Tableau Desktop has basic cleaning options and the Data Interpreter. Tableau Prep may be necessary for more complex formatting issues.
The following Tableau Desktop-specific sections highlight and provide suggestions for resolving some common formatting or issues that can make analyzing your data difficult.
Pivot data in crosstab format
When data is formatted as in crosstab format, the table is column oriented. In a column oriented table, the variables are stored as column headers. However, Tableau Desktop is optimized for row oriented data. In a row-oriented table, the variables are stored in the row values.
For example, suppose you have column-oriented table, which shows math, science, and history scores for grade school students.
Tableau Desktop is optimized to connect to row-oriented tables, where math, science, and history values are organized under a column called "Subject" and the scores for each student are organized under a column called "Score." You can pivot the columns in the rows, by manually editing your Excel data. Alternatively, connect to your Excel data from Desktop and then use the pivot option. For more information about the pivot option, see Pivot Data from Columns to Rows.
Remove pre-aggregated data
Data can often come pre-aggregated. That is, data can contain sums, averages, medians, etc. A common of example of pre-aggregated data comes in the form of subtotals and grand totals. Subtotals and grand totals data are computed from the raw data, but is not part of raw data itself.
For example, suppose you have a table that contains a row of subtotals information.
In this case, pre-aggregated data needs to be removed. To use subtotals and grand totals in your analysis, manually remove this type of information from your table. Then, connect to you Excel data from Desktop and calculate subtotals and totals using the totals option. For more information, see Show Totals in a Visualization. Alternatively, connect to your Excel data from Desktop, turn on Data Interpreter, and then use the totals option. For more information, see Clean Data from Excel, CSV, PDF, and Google Sheets with Data Interpreter.
Remove or exclude introductory text
Excel data that is delivered as a report can contain titles or blocks of introductory text. Because Desktop expects either column headers or row values in the first row of a table, this information can cause problems during your analysis.
For example, suppose you have a table that contains a report title and date.
In this case, the title and date information needs to be removed. To use a title and date for a report, do one of the following:
- Manually remove this information from your Excel data. Then connect to your Excel data from Desktop and add a report title using the title option. For more information, see Format Individual Parts of the View.
- Connect to your Excel data from Desktop, turn on Data Interpreter, and then use the title option. For more information, see Clean Data from Excel, CSV, PDF, and Google Sheets with Data Interpreter.

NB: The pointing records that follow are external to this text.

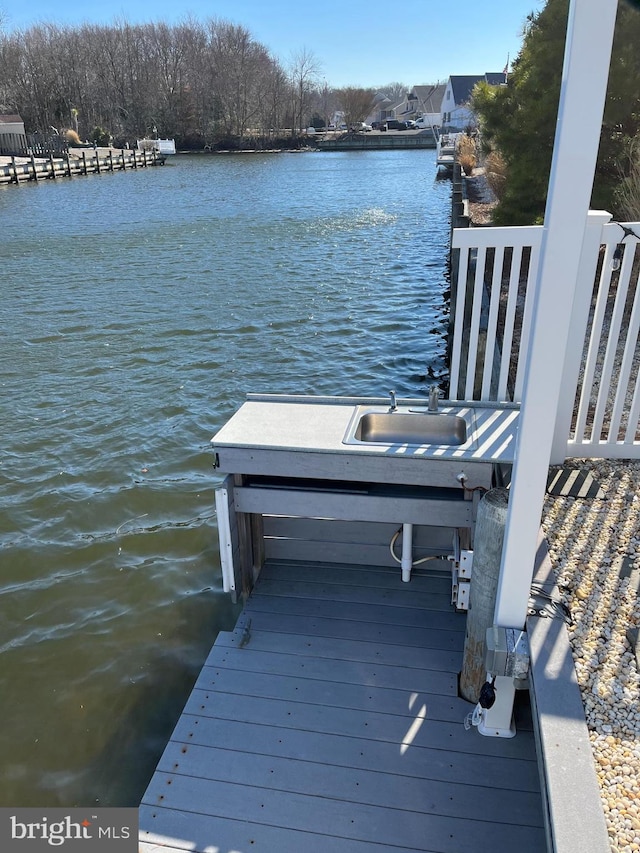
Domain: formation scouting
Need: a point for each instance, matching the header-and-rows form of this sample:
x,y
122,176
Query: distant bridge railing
x,y
494,272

- If you cannot remove this information from your Excel data, create a named range and connect to the named range from Desktop. For more information, see Excel.
Flatten hierarchical headers to a single row
In general, Tableau Desktop expects only the first row in your Excel data to contain column headers. Data that contains multiple layers of column headers can cause problems during your analysis.

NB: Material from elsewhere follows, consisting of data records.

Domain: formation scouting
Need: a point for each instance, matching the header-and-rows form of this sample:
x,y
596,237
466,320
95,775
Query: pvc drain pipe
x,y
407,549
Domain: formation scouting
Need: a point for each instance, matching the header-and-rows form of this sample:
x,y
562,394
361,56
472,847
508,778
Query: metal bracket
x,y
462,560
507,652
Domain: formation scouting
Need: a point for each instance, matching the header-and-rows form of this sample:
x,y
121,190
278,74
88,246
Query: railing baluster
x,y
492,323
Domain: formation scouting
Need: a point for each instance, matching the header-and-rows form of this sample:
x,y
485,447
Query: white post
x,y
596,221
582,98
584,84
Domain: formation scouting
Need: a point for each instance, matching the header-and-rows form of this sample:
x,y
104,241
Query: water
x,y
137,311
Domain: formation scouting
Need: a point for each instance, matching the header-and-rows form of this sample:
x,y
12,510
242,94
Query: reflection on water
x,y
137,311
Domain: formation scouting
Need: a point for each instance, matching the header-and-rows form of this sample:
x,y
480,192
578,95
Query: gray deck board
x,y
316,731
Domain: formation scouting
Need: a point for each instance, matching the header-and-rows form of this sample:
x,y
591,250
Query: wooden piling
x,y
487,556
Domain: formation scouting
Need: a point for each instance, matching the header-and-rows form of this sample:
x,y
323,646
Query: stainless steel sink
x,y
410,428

For example, suppose you have a table that contains one major header and multiple sub-headers.
In this case, the hierarchy of headers must be flattened or removed. To do this, you can manually create a new column for each header in the hierarchy directly in your Excel data. Alternatively, connect to your Excel data from Tableau Desktop and then turn on Data Interpreter. Verify that your headers are flattened correctly. For more information about Data Interpreter, see Clean Data from Excel, CSV, PDF, and Google Sheets with Data Interpreter.
Make sure there are no blank cells
If you create new columns for your hierarchical headers, make sure that each cell in the new columns contains values.
While you might repeat the same value for each row, it's important that each row contains the data that associates it with the data that was stored in the hierarchical header. You must manually remove blank cells from your Excel data.
Remove blank rows
Make sure that there are no blank rows in your data. To fix blank rows, you must remove the blank rows from your Excel data.
Add missing headers
Make sure that there are no missing column headers. To fix missing headers, you must manually add the missing headers directly to your Excel data.